Alabama abortion rights activist Amanda Reyes says watching her state's lawmakers debate highly-restrictive abortion legislation was one of "the most horrifyingly frustrating" experiences of her life.
Reyes runs the Yellowhammer Fund, a non-profit group that helps Alabama women get care at the state's three abortion clinics -- or helps them get abortions out of state when needed.
The group helped 313 women get abortions in 2018, but Reyes says fundraising dropped off this year, so they were only able to serve 92 clients as of the end of last month.
That changed this week after Alabama passed a near-total ban on abortions that could punish doctors with up to 99-years in prison for performing abortions.
The law only allows exceptions "to avoid a serious health risk to the unborn child's mother," for ectopic pregnancy and if the "unborn child has a lethal anomaly." Gov. Kay Ivey signed the measure into law on Wednesday.
Reyes says donations to her group started pouring in on Tuesday after the bill passed the Senate.
"I looked down and checked my phone and saw this just onslaught of donations and tweets and things like that and was just really blown away," she told CNN
"It's a really significant amount of money that's going to have a really fantastic impact on abortion access in the South," Reyes said.
Money has been coming from direct donations. Reyes said Planned Parenthood and NARAL Pro-Choice America have raised money on Yellowhammer's behalf.
Celebrities, presidential candidates call for donations
Democratic presidential candidates such as Kirsten Gillibrand, Eric Swalwell, Kamala Harris, Cory Booker and Bernie Sanders are asking citizens to donate to the group. Entertainers such as Piper Perabo and Kumail Nanjiani urged the public to contribute to Yellowhammer.
Planned Parenthood said it has seen an uptick in overall donations and the number of tribute donations made in people's honor has doubled over the last 24 hours. The group said it has gotten notable gifts honoring Alabama women. It also received gifts sarcastically honoring the state of Ohio and Georgia Gov. Brian Kemp.
Kemp signed a law last week that would ban abortions if the fetal heartbeat can be detected when it goes into effect on January 1. The American Civil Liberties Union filed suit on Wednesday to block Ohio's fetal heartbeat bill from going into affect.
Reyes doesn't know exactly how much money has come in, but she expects to be able to help twice as many women get abortions as the group did last year.

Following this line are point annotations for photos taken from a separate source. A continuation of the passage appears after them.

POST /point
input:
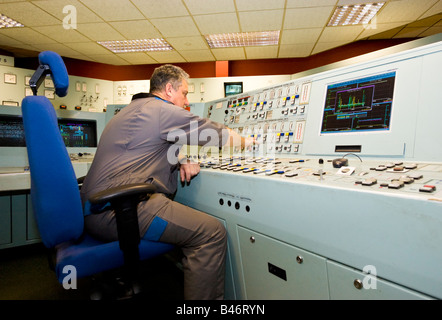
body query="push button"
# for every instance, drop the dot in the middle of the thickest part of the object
(427, 188)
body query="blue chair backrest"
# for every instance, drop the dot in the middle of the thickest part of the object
(54, 189)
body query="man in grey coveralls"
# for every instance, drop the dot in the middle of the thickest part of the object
(136, 147)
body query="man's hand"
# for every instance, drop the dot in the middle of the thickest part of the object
(188, 170)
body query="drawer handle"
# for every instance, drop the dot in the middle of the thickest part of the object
(358, 284)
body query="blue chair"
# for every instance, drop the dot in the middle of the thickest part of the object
(56, 198)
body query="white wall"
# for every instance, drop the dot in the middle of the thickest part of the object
(213, 87)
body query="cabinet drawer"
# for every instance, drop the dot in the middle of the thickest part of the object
(273, 269)
(5, 220)
(348, 283)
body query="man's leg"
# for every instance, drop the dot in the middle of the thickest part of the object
(203, 240)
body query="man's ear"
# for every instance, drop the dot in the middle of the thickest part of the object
(169, 89)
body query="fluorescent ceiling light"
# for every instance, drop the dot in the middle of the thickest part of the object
(354, 14)
(123, 46)
(6, 22)
(242, 39)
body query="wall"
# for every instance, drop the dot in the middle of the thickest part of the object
(88, 93)
(213, 88)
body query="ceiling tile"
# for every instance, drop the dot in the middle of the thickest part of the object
(324, 46)
(298, 36)
(403, 10)
(176, 27)
(266, 52)
(187, 43)
(113, 10)
(435, 9)
(28, 14)
(170, 8)
(55, 8)
(167, 57)
(109, 59)
(261, 20)
(61, 49)
(99, 31)
(379, 29)
(409, 32)
(136, 58)
(27, 35)
(312, 3)
(217, 23)
(340, 33)
(60, 34)
(197, 55)
(137, 29)
(210, 6)
(431, 31)
(295, 50)
(8, 41)
(88, 48)
(307, 17)
(247, 5)
(427, 22)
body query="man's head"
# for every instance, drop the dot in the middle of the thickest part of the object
(170, 83)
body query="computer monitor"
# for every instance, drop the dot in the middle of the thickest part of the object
(232, 88)
(78, 133)
(12, 133)
(359, 105)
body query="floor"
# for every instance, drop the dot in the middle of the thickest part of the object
(25, 275)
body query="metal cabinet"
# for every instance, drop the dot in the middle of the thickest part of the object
(275, 270)
(350, 284)
(17, 222)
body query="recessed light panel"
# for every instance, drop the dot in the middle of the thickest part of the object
(124, 46)
(354, 14)
(6, 22)
(242, 39)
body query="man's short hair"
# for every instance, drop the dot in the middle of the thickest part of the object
(165, 74)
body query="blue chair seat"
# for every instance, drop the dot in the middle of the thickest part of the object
(91, 256)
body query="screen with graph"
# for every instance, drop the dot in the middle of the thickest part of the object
(78, 133)
(358, 105)
(12, 133)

The group has focused most of its efforts on helping women in their second trimester get abortions because the need is more urgent.
"One of my big goals is to try to get us to the point where we can actually help people in their first trimester," she said.
Many of the women they work with are very poor and come to the group after trying to save money for their abortion.
"It takes weeks and weeks and weeks for folks to get this money together and then once you hit the second trimester the costs just skyrocket," Reyes said.
The group also hopes to open resource centers that provide menstrual supplies, condoms, emergency contraception, diapers and baby formula for women who decide to have their children and other items.
"We want to fund all choices. That is really our ultimate goal," Reyes said. "I would love to fund someone having a baby as much as I love funding an abortion. I want people to do what they want with their bodies."